Mr. Gros noted, “Greece doesn’t export much.” If the country left the
European Union and brought back a sharply devalued drachma, “They’d gain
some from tourism,” he said. “But they’ve already cut prices and tourism
has gone up. But it hasn’t really helped because total revenue hasn’t
gone up.”
And compared with Argentina, Greece is tiny, with a population of just
over 11 million and gross domestic product of $242 billion in 2013.
“Argentina is a resource-rich country that, if forced to, can live with
its own resources,” Mr. Porzecanski said. “The economic viability of
Greece on its own has never been tested” since 1981, when Greece joined
the European Union.
From a small island to the capital in Athens, here is a glimpse into
some of the lives of Greeks as their country struggles to repay billions
in debt.
Everyone pretty much agrees that, if Greece could devalue its currency,
as did Argentina, its economy would benefit. But it was also relatively
easy for Argentina to devalue the peso by severing its link to the
United States dollar, a tie that was self-imposed. As Mr. Varoufakis put
it, Greece doesn’t have a currency that’s pegged to the euro: “It has
the euro.” The practical challenge of disseminating a new currency would
be enormous. Moreover, Greek savings now denominated in euros (and, in
many cases, deposited in European banks outside Greece) can’t be
converted to drachmas, as the Argentines converted savings into pesos.
Converting to the drachma would also be a crushing blow to the private
sector, much of which finances its activities with euro-denominated
loans from non-Greek banks. “They wouldn’t be able to service the debt
with devalued drachmas,” Mr. Porzecanski said. Nor would Greek courts
have the final say in any ensuing litigation.

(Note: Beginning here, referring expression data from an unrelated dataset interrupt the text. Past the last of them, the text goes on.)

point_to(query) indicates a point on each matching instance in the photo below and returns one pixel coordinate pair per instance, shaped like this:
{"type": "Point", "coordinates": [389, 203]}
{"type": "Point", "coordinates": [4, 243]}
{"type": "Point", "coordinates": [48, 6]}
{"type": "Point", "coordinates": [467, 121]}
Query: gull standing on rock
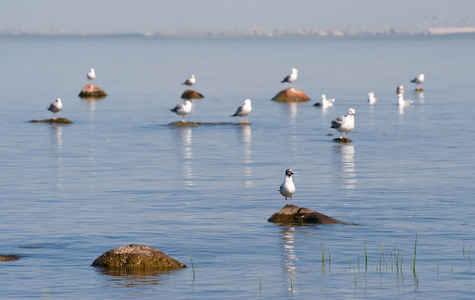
{"type": "Point", "coordinates": [287, 188]}
{"type": "Point", "coordinates": [401, 102]}
{"type": "Point", "coordinates": [183, 109]}
{"type": "Point", "coordinates": [371, 98]}
{"type": "Point", "coordinates": [345, 123]}
{"type": "Point", "coordinates": [243, 110]}
{"type": "Point", "coordinates": [190, 81]}
{"type": "Point", "coordinates": [91, 75]}
{"type": "Point", "coordinates": [292, 77]}
{"type": "Point", "coordinates": [55, 107]}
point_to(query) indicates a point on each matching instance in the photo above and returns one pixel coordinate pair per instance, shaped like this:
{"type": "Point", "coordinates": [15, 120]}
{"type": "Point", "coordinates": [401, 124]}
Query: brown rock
{"type": "Point", "coordinates": [92, 91]}
{"type": "Point", "coordinates": [293, 214]}
{"type": "Point", "coordinates": [190, 94]}
{"type": "Point", "coordinates": [291, 94]}
{"type": "Point", "coordinates": [139, 257]}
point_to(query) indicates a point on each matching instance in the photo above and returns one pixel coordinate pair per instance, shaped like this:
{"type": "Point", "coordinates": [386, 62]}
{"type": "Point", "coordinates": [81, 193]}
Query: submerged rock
{"type": "Point", "coordinates": [92, 91]}
{"type": "Point", "coordinates": [190, 94]}
{"type": "Point", "coordinates": [293, 214]}
{"type": "Point", "coordinates": [196, 124]}
{"type": "Point", "coordinates": [291, 94]}
{"type": "Point", "coordinates": [139, 257]}
{"type": "Point", "coordinates": [9, 257]}
{"type": "Point", "coordinates": [343, 140]}
{"type": "Point", "coordinates": [56, 121]}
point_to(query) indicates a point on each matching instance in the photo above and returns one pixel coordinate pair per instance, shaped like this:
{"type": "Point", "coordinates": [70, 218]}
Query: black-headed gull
{"type": "Point", "coordinates": [287, 188]}
{"type": "Point", "coordinates": [91, 75]}
{"type": "Point", "coordinates": [371, 98]}
{"type": "Point", "coordinates": [190, 81]}
{"type": "Point", "coordinates": [183, 109]}
{"type": "Point", "coordinates": [292, 77]}
{"type": "Point", "coordinates": [243, 110]}
{"type": "Point", "coordinates": [345, 123]}
{"type": "Point", "coordinates": [55, 107]}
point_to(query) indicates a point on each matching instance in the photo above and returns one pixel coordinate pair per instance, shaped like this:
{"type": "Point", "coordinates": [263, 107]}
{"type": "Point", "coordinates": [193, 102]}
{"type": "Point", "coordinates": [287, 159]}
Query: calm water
{"type": "Point", "coordinates": [121, 175]}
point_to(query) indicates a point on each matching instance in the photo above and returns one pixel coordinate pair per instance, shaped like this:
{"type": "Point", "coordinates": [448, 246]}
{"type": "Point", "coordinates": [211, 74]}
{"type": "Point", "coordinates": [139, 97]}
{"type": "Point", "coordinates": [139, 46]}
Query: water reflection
{"type": "Point", "coordinates": [57, 140]}
{"type": "Point", "coordinates": [185, 135]}
{"type": "Point", "coordinates": [347, 159]}
{"type": "Point", "coordinates": [123, 278]}
{"type": "Point", "coordinates": [246, 140]}
{"type": "Point", "coordinates": [289, 251]}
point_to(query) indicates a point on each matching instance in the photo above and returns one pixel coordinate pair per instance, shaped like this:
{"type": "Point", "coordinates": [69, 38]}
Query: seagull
{"type": "Point", "coordinates": [418, 80]}
{"type": "Point", "coordinates": [183, 109]}
{"type": "Point", "coordinates": [190, 81]}
{"type": "Point", "coordinates": [287, 188]}
{"type": "Point", "coordinates": [371, 98]}
{"type": "Point", "coordinates": [91, 75]}
{"type": "Point", "coordinates": [327, 102]}
{"type": "Point", "coordinates": [345, 123]}
{"type": "Point", "coordinates": [400, 90]}
{"type": "Point", "coordinates": [292, 77]}
{"type": "Point", "coordinates": [401, 102]}
{"type": "Point", "coordinates": [55, 107]}
{"type": "Point", "coordinates": [243, 110]}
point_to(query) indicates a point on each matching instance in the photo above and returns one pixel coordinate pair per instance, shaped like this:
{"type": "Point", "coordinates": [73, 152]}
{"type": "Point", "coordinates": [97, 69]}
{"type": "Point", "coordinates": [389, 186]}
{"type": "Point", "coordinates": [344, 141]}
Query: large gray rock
{"type": "Point", "coordinates": [293, 214]}
{"type": "Point", "coordinates": [137, 257]}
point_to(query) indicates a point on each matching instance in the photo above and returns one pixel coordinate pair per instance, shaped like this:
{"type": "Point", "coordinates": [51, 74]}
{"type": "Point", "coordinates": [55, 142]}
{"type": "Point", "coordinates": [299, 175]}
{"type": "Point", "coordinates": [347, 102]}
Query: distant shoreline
{"type": "Point", "coordinates": [259, 32]}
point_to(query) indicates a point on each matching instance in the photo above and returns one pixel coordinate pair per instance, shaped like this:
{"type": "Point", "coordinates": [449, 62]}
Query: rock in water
{"type": "Point", "coordinates": [137, 257]}
{"type": "Point", "coordinates": [293, 214]}
{"type": "Point", "coordinates": [92, 91]}
{"type": "Point", "coordinates": [291, 94]}
{"type": "Point", "coordinates": [190, 94]}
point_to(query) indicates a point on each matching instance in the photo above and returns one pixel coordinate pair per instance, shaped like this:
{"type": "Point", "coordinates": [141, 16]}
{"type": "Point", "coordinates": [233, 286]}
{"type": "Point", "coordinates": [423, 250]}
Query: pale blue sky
{"type": "Point", "coordinates": [172, 16]}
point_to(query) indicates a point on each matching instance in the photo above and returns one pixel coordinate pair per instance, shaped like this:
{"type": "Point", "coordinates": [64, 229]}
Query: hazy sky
{"type": "Point", "coordinates": [172, 16]}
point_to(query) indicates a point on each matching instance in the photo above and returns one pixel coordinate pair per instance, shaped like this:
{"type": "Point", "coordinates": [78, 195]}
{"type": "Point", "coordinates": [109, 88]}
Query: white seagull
{"type": "Point", "coordinates": [55, 107]}
{"type": "Point", "coordinates": [243, 110]}
{"type": "Point", "coordinates": [91, 75]}
{"type": "Point", "coordinates": [327, 102]}
{"type": "Point", "coordinates": [401, 102]}
{"type": "Point", "coordinates": [371, 98]}
{"type": "Point", "coordinates": [190, 81]}
{"type": "Point", "coordinates": [287, 188]}
{"type": "Point", "coordinates": [292, 77]}
{"type": "Point", "coordinates": [418, 80]}
{"type": "Point", "coordinates": [345, 123]}
{"type": "Point", "coordinates": [183, 109]}
{"type": "Point", "coordinates": [400, 90]}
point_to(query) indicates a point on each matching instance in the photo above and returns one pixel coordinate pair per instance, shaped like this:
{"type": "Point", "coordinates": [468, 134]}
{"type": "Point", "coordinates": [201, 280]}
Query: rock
{"type": "Point", "coordinates": [9, 257]}
{"type": "Point", "coordinates": [293, 214]}
{"type": "Point", "coordinates": [291, 94]}
{"type": "Point", "coordinates": [190, 94]}
{"type": "Point", "coordinates": [139, 257]}
{"type": "Point", "coordinates": [92, 91]}
{"type": "Point", "coordinates": [56, 121]}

In Argentina, “the government ruled that a corporation or bank that owed
debts denominated in dollars were payable in pesos at a one-to-one
exchange rate,” Mr. Porzecanski said. “They could do that with internal
debt. But Greek companies have a lot of cross-border obligations. The
European Central Bank has kept Greek banks alive. Its collateral would
be worth only a small fraction if Greece leaves the euro. The Greek
banks would be insolvent immediately.”
In sum, he said, “It would be a royal mess.”
But as game theorists point out, there’s no guarantee a rational outcome
will prevail.
After surging early this week on optimism that Greece had come forward
with a workable proposal, markets gyrated on concerns that it still
didn’t go far enough to satisfy Greece’s major creditors. And Mr.

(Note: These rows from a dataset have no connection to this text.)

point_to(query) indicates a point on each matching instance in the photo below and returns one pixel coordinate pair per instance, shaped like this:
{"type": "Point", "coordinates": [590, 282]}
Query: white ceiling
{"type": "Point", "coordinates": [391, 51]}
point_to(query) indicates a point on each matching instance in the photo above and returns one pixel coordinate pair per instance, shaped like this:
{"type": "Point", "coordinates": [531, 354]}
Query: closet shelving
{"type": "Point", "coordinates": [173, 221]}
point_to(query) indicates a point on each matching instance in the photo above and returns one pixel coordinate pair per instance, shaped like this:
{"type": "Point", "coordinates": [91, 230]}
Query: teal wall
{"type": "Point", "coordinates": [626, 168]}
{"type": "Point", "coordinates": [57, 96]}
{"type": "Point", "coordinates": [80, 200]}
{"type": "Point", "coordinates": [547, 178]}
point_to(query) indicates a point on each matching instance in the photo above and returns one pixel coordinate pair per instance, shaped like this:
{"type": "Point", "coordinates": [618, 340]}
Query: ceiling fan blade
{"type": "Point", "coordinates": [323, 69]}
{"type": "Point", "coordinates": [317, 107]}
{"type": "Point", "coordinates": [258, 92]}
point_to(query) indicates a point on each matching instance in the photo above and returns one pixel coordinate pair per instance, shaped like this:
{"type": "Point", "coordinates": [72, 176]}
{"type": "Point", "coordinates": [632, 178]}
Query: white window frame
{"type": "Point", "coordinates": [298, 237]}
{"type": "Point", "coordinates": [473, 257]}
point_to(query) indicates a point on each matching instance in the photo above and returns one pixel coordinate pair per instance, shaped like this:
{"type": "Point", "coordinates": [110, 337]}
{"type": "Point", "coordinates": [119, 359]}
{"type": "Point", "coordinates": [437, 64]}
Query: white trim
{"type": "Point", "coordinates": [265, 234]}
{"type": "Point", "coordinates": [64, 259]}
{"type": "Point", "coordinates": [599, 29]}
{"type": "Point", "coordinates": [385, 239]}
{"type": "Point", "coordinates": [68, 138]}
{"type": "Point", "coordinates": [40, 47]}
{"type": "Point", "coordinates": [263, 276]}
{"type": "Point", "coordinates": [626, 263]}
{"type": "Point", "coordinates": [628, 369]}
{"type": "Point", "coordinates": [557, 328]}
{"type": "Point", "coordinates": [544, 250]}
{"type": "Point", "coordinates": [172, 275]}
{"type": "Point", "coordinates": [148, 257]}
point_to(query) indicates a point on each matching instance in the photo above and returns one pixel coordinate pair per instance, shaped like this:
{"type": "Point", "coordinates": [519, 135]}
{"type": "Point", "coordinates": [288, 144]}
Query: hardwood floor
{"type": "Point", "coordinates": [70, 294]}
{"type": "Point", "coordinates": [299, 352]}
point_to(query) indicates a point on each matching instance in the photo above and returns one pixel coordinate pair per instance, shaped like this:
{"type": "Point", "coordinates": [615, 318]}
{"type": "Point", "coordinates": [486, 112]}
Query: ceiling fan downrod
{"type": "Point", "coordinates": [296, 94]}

Varoufakis, while conceding that leaving the euro would be a disaster,
still contends a Greek default would be manageable and give Greece more
leverage in longer-term negotiations to keep Greece in the European
Union and eurozone.
No matter how much worse it might be for Greece than Argentina, “the
outcome will ultimately be determined by politics, not economics,” Mr.
Gros said. “Economists are terrible at predicting political outcomes.”
Mr. Porzecanski put it another way: “Do the Greek people know they’re
playing with fire and might get burnt? It’s what they voted for, and
they seem to have voted with their eyes wide open. Not everyone values
prosperity the same way” as people in the United States and most of
Europe do.
For others, which evidently includes many Greeks, ceding national
sovereignty to foreign lenders may be worse than economic chaos. As Mr.
Varoufakis wrote, “I salute the Argentinian people for having toppled a
regime, and more than one government, that tried so desperately to
sacrifice a proud people on the altar of I.M.F.-led austerity.”
People in countries like Venezuela and Cuba have tolerated failed
economies and low standards of living for years, and the Russians seem
all too willing to follow President Vladimir Putin into recession.
“Populism and nationalism,” Mr. Porzecanski said, “are still potent forces.”